Likewise, Google proudly unveiled digital maps of several African cities that had never been well cataloged -- even driving a red, camera-mounted Toyota Prius around certain cities in South Africa to create "Street View" maps in time for this year's World Cup. But in practice, Google has left out wide swaths of African cities -- the Kibera slums of Nairobi, most notably. Google's "Map Maker" permits users to fill in the blanks, but has yet to account for the visual orientation ("bear left at the Tusky's roundabout") more familiar to locals than Google's gridded logic. And, despite partnership with the Grameen Foundation and South African telecom MTN, the prizewinning Google Trader has barely made a dent in challenging existing classified services. A search for a used car, for example, turns up only 17 ads over the last six months.

"I'm a huge Google fan; I have Google merchandise and a Google coffee cup," says Rob Spokes, head of Quirk Marketing, a leading South African web-services firm. "But there's very little scope for development here." Stafford Masie, head Googler in South Africa who left the team for personal reasons last year, says, "There's no imagination" on the ground. "I couldn't do what I wanted there." (It took Google six months to replace Masie's successor, Stephen Newton, who quit in May.)

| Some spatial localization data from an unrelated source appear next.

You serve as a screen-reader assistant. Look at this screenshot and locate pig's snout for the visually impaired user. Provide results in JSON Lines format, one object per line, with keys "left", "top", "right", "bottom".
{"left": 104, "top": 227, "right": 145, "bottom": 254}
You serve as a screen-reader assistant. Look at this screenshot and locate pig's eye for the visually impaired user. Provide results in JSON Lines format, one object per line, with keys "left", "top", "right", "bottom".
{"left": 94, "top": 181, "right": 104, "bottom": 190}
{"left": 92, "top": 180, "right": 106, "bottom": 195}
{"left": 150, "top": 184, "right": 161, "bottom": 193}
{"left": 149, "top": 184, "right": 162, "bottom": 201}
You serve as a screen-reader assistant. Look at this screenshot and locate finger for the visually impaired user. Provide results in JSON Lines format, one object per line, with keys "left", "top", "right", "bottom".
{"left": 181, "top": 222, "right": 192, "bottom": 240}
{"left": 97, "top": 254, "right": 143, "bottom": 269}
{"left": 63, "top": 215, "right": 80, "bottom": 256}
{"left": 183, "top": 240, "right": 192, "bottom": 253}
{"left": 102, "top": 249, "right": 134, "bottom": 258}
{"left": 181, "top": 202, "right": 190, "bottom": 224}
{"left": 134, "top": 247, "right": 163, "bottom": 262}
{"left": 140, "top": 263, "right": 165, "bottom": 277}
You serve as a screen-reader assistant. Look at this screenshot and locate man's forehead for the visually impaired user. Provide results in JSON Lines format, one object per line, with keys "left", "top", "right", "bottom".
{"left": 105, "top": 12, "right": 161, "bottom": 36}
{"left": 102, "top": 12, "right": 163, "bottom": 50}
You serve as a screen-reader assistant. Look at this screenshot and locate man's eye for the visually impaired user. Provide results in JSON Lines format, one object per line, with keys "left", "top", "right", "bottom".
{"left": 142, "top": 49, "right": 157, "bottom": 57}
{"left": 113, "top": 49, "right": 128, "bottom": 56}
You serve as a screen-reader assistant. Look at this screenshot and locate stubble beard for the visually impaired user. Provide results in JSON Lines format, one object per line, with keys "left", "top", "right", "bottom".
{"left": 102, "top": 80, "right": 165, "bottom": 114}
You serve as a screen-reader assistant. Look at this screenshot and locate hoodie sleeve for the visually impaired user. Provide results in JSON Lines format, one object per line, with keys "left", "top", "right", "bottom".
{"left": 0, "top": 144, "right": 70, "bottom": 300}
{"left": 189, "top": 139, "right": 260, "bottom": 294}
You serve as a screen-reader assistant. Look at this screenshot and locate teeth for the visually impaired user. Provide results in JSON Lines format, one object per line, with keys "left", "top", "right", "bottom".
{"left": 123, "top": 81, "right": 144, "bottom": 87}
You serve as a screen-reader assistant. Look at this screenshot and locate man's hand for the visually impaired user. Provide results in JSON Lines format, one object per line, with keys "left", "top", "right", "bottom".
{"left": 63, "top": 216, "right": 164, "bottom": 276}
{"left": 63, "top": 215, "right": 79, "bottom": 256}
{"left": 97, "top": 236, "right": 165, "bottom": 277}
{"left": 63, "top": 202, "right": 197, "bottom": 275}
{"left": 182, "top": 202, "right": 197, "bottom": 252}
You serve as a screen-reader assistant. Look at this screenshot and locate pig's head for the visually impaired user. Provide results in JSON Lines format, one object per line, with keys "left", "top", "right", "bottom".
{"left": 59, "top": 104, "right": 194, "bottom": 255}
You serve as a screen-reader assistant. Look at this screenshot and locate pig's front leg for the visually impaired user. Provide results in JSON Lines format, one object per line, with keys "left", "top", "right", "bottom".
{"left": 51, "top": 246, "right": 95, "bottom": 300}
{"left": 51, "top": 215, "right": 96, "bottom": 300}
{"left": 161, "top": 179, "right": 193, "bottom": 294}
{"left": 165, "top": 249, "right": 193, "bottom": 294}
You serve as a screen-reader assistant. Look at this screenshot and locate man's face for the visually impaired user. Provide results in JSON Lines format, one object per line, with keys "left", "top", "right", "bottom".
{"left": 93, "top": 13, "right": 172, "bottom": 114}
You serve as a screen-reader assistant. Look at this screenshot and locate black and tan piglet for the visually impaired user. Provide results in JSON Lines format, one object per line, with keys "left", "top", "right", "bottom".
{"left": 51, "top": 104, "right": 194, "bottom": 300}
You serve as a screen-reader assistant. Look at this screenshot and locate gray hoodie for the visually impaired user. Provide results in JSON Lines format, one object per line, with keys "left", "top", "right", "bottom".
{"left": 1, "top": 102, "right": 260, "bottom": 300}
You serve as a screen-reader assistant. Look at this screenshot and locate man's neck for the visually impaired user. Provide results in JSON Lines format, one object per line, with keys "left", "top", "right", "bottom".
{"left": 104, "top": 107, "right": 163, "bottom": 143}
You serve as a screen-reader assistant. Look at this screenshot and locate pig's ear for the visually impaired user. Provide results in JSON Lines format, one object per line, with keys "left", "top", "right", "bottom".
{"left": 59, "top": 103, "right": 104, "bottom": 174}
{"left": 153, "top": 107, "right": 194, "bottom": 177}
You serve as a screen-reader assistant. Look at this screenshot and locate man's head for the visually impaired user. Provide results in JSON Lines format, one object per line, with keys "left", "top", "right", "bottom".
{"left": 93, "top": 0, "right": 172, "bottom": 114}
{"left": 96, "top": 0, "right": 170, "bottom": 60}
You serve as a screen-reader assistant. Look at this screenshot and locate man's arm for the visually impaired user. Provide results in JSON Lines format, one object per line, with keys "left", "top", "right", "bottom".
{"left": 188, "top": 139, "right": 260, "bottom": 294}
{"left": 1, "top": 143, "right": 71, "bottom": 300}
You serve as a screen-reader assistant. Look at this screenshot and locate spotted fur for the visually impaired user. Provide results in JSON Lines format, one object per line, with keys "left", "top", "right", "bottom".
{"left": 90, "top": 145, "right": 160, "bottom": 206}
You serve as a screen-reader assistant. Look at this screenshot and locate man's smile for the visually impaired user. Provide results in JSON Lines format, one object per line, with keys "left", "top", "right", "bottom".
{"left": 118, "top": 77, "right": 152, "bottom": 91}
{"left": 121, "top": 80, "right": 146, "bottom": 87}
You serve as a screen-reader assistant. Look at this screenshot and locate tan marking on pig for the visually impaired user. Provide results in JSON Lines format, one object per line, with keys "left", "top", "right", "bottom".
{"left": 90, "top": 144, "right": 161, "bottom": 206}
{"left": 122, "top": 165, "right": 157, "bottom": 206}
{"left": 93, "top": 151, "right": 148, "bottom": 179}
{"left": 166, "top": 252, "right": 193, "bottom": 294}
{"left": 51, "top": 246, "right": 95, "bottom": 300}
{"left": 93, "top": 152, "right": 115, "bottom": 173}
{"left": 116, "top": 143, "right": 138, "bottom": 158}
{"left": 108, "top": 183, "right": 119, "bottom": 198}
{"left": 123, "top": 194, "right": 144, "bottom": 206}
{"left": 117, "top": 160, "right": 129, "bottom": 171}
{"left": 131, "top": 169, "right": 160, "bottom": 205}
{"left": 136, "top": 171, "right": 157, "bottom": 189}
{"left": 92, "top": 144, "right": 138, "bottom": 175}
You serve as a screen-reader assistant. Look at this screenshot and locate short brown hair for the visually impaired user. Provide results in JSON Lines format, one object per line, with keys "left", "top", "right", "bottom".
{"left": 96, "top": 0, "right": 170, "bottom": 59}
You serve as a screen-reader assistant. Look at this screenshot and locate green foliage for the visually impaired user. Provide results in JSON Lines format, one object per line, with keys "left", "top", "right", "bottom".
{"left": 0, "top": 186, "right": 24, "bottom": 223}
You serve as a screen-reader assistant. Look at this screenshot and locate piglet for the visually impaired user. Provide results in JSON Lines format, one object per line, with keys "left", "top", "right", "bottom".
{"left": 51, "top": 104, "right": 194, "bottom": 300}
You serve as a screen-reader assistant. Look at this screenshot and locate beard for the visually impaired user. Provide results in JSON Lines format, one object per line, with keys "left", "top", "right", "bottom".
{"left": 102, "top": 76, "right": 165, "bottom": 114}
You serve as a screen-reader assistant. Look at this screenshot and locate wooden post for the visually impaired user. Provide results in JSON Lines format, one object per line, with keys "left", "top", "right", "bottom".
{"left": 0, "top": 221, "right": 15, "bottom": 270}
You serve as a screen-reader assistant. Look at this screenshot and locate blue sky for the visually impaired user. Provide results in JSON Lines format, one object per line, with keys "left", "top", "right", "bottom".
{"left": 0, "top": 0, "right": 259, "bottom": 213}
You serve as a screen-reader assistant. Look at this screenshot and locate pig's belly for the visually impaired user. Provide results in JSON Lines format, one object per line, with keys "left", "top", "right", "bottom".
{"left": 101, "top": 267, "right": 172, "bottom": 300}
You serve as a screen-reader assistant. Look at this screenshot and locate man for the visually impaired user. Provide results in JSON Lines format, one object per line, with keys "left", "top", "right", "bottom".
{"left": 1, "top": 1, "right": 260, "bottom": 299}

Then there is the issue of whether African techies need or want Google around. In mid-2009, Google approached Teresa Clarke, then a managing director at Goldman Sachs and proprietor of "They made me a pretty generous offer," says Clarke. But she ultimately turned them down, preferring to develop her own news site. Clarke is still in contact with Google about future partnership, but others are spurning Google more definitively. Jessica Colaco, a self-described "technology evangelist" in Nairobi who manages the iHub says, "I want to be Jessica Colaco, not Jessica who works for Google.... I'd rather do my own thing."

Maybe this is part of the reason why Google isn't yet making a profit in the region, and the focus on social services carries a whiff of corporate social responsibility. Google rebuts that its push is part of a short-term strategy for innovation and a long-term strategy for, well, world domination. "It's a volume play," CEO Eric Schmidt told me in September -- a response to the overwhelming numbers of Africans coming online. Google's piecemeal withdrawal from a market of 340 million Chinese web surfers makes Africa's 500 million mobile web users a worthwhile consolation prize."We are not positioning ourselves as a charity or NGO," says Julie Taylor, one of Google's 50-plus employees in the region. "Africa is the last frontier for the Internet."

There is definitely space for Google in Africa. The company wouldn't share projections for profit outside South Africa (which makes money), but "the economic opportunity of the Internet both for Africans and in the longer term for Google is significant," says Taylor.

And of course, not everyone is giving Google the brushoff. Loren Bosch, a sales director for Internet Solutions, one of the oldest information-and-communications-technology solutions firm in Africa, welcomes Google's incursion. "We're excited about all those guys coming here. The more of them enter the space here, the better the environment will become and the more resources are available in the market," he says.

To succeed, Google has to live out its biggest selling point: its openness to new ideas. The company has spent millions contrasting its open-source, free-web, access-for-all vision with its more reticent American competitors. But, Deme told a gathering in Washington, "We're still doing what I don't like. We're going there and telling them what to do." Now it must make good on the promise to be innovative and adaptive, even willing to change its model -- rather than simply export it -- to Africa. If not, the company will go down with every other misguided incursion in African history, something that's not lost on the Googlers themselves. "There's a difference between California and Africa," says Sexton. "You have to be a local company if you're working here."

*This sentence was updated to correct an editorial mistake in a quote.